En la polémica parte 1 de esta miniserie de tres capítulos acerca de cómo las minas usan la demora en el sexo como moneda de cambio, analizamos a las chicas que se entregan a las artes íntimas sin dilación. Hoy, veremos a las lolitas que ponen una condición para soltarla.

Las chicas que la sueltan, pero poniendo sus condiciones y su respectiva demora para hacerlo, es probablemente el tipo de actitud respecto al timing sexual que más seguido uno se encuentra. Esto es, probablemente, porque las interacciones hombre-mujer suelen seguir la siguiente dinámica: hombre ganoso – mina que decide. Es decir: todo parece indicar que la mujer puede pasárselas perfectamente sin sexo, y que en cambio, es el hombre el necesitado y el que debe hacer los méritos si quiere su premio (Sexo = premio).

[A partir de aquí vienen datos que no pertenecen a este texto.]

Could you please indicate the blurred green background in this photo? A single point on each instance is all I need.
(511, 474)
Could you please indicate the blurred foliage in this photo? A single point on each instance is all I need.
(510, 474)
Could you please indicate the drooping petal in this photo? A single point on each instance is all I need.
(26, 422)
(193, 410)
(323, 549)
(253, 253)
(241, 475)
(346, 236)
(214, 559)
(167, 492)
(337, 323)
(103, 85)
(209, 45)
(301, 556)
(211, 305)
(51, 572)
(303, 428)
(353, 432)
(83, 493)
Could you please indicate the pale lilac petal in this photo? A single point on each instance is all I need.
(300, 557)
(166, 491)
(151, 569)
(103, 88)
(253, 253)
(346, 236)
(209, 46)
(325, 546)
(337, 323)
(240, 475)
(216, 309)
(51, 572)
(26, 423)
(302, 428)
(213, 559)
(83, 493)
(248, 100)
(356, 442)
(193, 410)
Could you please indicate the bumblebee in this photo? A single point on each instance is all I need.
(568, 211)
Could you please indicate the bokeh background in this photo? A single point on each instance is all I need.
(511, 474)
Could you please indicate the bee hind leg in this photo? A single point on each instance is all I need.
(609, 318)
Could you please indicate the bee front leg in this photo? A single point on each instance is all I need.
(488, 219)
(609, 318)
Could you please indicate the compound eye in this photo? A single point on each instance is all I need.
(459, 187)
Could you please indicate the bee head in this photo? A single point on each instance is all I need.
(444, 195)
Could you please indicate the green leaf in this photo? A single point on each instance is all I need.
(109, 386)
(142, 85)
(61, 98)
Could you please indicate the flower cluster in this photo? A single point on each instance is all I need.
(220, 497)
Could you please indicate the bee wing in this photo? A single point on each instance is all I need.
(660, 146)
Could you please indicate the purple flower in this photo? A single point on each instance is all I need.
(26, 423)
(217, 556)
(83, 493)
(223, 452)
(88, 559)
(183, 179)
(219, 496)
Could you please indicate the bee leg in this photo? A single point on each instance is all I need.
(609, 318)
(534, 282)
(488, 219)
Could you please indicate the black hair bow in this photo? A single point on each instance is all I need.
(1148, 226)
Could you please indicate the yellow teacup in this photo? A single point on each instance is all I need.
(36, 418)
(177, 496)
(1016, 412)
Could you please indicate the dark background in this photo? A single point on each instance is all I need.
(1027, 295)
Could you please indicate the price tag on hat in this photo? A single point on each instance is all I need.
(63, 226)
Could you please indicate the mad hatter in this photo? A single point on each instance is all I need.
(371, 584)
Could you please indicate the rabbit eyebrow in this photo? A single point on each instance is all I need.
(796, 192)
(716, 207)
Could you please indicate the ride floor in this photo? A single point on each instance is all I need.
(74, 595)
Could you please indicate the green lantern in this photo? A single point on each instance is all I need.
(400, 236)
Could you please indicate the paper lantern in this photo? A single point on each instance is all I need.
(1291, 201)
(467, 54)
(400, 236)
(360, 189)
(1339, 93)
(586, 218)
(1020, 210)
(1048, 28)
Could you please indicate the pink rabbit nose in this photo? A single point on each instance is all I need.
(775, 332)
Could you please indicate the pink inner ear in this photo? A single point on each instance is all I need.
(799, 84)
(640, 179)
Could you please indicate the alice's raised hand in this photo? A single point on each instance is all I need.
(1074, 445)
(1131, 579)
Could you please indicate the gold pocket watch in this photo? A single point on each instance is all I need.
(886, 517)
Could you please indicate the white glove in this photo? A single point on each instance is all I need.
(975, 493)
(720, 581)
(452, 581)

Esto, por supuesto, es totalmente falso, como ya fue analizado en la parte 1. Pero las mujeres han tenido un enorme talento en hacernos creer que es así. Y su mérito es digno de ser reconocido, porque quien sabe aguantarse las ganas (ellas) tiene más poder que quien no (nosotros).

Dicha aparente desigualdad no tiene otro fin que poner a una mujer en una posición ventajosa para negociar ciertas condiciones a cambio del sexo. (Quedan fuera aquellas condiciones propias del acto sexual, como por ejemplo: que el compadre use condón, se lave bien la poronga antes del acto o mantenga la selva a raya). Veamos las más comunes de esas condiciones:

a) Sexo a cambio de relación estable

Por lejos, la más usual. La chica exige elevar la relación a la categoría de pololeo para soltar su flors. La explicación es sencilla: la mina quiere asegurarse de que el tipo no se esté follando a nadie más en paralelo. O al menos, poder putearlo con total propiedad si se entera que lo hace.

En este caso la condición se le hace saber al compadre de manera semi directa: “No Goyo, todavía no, yo sólo me acuesto con mis pololos“, “Prefiero que no, quiero tener la certeza de que esto no es algo pasajero“, “Pucha, es que hice una manda de sólo acostarme con parejas estables para que mi abueli dejara de fumar“.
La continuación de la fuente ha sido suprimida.